When locating fish in deeper water, Newsome live-chums an area with peanut bunker.
“It’s an easy way to keep an eye out for game fish exploding on an easy meal,” he says. “Lone juvenile menhaden scurrying across the water’s surface is a surefire way to bring game fish up from the deeps This can be particularly valuable during low tide when fish are holding in deeper water.”
Added bonus, this technique allows for fishing topwater lures during times when you would otherwise have to bounce the bottom with jigs.
Try to Find Deeper Water to Fish
Finding deeper water with both structure and current produces fish effectively during low tides. Capt. Kevin Mihailoff, who fishes out of Everglades City, Florida, explores the seemingly endless flats, creeks, channels and structured shorelines of the labyrinthine Everglades most days.

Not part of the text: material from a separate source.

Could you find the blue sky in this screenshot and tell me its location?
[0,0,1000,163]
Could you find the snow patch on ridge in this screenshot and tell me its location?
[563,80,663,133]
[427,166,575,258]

Instead of relying on wind-driven water movement to deal with lower-tide situations, he utilizes bottom structure as fish attractors. “When the tide gets really low, the fish will look for structure in deeper water; the bottom contour can be a very important consideration, deciding where they will hold,” says Mihailoff.
In the Everglades, common structure might be downed tree limbs, uneven bottom contours, mud, sea grass or oyster bars. Also, the eddies near river bends can be holding places for snook, redfish, tarpon or goliath grouper. Game fish tend to pull away from shore banks on low tides, so don’t crowd the edges with your vessel — many anglers make the simple mistake of getting too close to the shore and running over the fish.
Mihailoff also says other areas too deep to fish during normal flood tides can turn red-hot when the tide drops. The deeper flats and their edges that you run full plane across on high tide could actually hold fish when the tide falls. In fact, those areas can concentrate fish, if you’re able to find them.
“The only problem is that sometimes the fish just lie on bottom and don’t feed much on the slack low tide,” points out Mihailoff. “Even though you’ve located the fish, sometimes you have to wait until the tide turns for them to perk up.”
One last option is to explore during low tide and accept that you’ll have to fish skinny water to find fish. Of course, this works best from a shallow-draft skiff, kayak or paddleboard.
“Snook and redfish start to move to extremely shallow water in March and April,” says Mihailoff, “offering fly-rodders and other sight-fishermen great targets with the warming temperatures.”